The device required is just:
1. LM35 low cost temperature sensor or any device you used to upload data
2. And Wido
*/
#include <Adafruit_CC3000.h>
#include <ccspi.h>
#include <SPI.h>
#define Wido_IRQ 7
#define Wido_VBAT 5
#define Wido_CS 10
Adafruit_CC3000 Wido = Adafruit_CC3000(Wido_CS, Wido_IRQ, Wido_VBAT,
SPI_CLOCK_DIVIDER); // you can change this clock speed
#define WLAN_SSID "myNetwork" // cannot be longer than 32 characters!
#define WLAN_PASS "myPassword"
// Security can be WLAN_SEC_UNSEC, WLAN_SEC_WEP, WLAN_SEC_WPA or WLAN_SEC_WPA2
#define WLAN_SECURITY WLAN_SEC_WPA2
#define IDLE_TIMEOUT_MS 2000
#define TCP_TIMEOUT 3000
#define WEBSITE "api.xively.com"
#define API_key "Nm8vxZaYtkCreW9oBL74VIxY93ONHsvNlpizj6QkIM8hxxxx" // Update Your API Key
#define feedID "180220xxxx" // Update Your own feedID
void setup(){
Serial.begin(115200);
Serial.println(F("Hello, CC3000!\n"));
/* Initialise the module */
Serial.println(F("\nInitialising the CC3000 ..."));
if (!Wido.begin())
{
Serial.println(F("Unable to initialise the CC3000! Check your wiring?"));
while(1);
}
/* Attempt to connect to an access point */
char *ssid = WLAN_SSID; /* Max 32 chars */
Serial.print(F("\nAttempting to connect to "));
Serial.println(ssid);
/* NOTE: Secure connections are not available in 'Tiny' mode!

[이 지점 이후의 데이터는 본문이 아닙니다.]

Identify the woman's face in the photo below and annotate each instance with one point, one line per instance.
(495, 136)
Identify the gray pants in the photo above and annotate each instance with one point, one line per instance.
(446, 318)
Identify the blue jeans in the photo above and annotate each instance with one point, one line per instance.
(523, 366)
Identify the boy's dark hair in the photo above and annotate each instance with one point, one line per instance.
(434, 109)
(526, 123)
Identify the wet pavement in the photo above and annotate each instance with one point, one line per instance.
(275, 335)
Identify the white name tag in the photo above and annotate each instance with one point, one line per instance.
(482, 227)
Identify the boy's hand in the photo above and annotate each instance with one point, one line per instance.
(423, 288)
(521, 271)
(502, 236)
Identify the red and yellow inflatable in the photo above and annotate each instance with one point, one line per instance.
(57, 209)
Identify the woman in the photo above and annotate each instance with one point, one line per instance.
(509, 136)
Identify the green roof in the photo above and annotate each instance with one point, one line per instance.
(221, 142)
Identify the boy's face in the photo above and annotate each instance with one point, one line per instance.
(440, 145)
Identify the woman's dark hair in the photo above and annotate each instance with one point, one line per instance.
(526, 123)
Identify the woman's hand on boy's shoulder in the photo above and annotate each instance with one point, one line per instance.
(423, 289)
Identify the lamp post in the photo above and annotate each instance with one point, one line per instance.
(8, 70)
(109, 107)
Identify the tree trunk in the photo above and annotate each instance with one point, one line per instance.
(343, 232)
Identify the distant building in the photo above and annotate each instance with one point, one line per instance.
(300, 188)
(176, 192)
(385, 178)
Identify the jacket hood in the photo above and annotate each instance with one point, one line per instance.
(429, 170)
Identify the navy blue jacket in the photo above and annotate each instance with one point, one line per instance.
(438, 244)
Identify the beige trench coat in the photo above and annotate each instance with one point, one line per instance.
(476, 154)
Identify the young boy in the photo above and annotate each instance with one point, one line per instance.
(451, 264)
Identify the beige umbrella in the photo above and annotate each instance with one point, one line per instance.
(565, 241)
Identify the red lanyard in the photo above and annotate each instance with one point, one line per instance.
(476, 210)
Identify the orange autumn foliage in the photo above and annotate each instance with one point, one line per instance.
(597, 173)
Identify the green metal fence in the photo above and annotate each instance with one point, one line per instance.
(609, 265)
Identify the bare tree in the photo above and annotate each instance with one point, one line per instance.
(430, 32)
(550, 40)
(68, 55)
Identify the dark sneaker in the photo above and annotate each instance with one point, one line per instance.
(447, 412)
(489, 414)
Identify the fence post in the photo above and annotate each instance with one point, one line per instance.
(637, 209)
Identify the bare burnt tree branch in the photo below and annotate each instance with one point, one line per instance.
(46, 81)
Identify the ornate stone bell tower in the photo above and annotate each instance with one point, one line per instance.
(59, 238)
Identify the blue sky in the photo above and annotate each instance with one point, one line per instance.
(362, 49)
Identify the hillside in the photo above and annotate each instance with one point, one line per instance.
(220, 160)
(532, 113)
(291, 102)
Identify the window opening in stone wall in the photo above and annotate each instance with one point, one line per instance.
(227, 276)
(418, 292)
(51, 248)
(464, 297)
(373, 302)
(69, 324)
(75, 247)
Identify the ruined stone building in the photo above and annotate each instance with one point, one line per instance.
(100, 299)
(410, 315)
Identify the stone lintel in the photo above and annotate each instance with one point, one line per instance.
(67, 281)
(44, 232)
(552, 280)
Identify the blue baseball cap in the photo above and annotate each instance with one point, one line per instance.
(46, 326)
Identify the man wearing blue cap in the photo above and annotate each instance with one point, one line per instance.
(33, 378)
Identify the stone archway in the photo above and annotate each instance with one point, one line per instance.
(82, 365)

By default connectToAP will retry indefinitely, however you can pass an
optional maximum number of retries (greater than zero) as the fourth parameter.
*/
if (!Wido.connectToAP(WLAN_SSID, WLAN_PASS, WLAN_SECURITY)) {
Serial.println(F("Failed!"));
while(1);
}
Serial.println(F("Connected!"));
/* Wait for DHCP to complete */
Serial.println(F("Request DHCP"));
while (!Wido.checkDHCP())
{
delay(100); // ToDo: Insert a DHCP timeout!
}
}
uint32_t ip = 0; // Store Xively ip address
float temp = 0; // Store temporary sensor data for post
void loop(){
static Adafruit_CC3000_Client WidoClient;
static unsigned long RetryMillis = 0; // timer stamp for building the connection
static unsigned long uploadtStamp = 0; // timer stamp for posting data to service
static unsigned long sensortStamp = 0; // timer stamp for reading data to LM35
// Apply for the connection with the cloud service
if(!WidoClient.connected() && millis() - RetryMillis > TCP_TIMEOUT){
// Update the time stamp
RetryMillis = millis();
Serial.println(F("Try to connect the cloud server"));
//Get Xively IOT Server IP
ip = Wido.IP2U32(216,52,233,120);
WidoClient = Wido.connectTCP(ip, 80);
}
// After building the connection with the service
// Post the sensor data to Xively
if(WidoClient.connected() && millis() - uploadtStamp > 2000){
uploadtStamp = millis();
// If the device is connected to the cloud server, upload the data every 2000ms.
// Prepare JSON for Xively & get length
int length = 0;
// JSON beginning
String data_start = "";
data_start = data_start + "\n"
+ "{\"version\":\"1.0.0\",\"datastreams\" : [ ";
// JSON for temperature & humidity
String data_temperature = "{\"id\" : \"Temperature\",\"current_value\" : \""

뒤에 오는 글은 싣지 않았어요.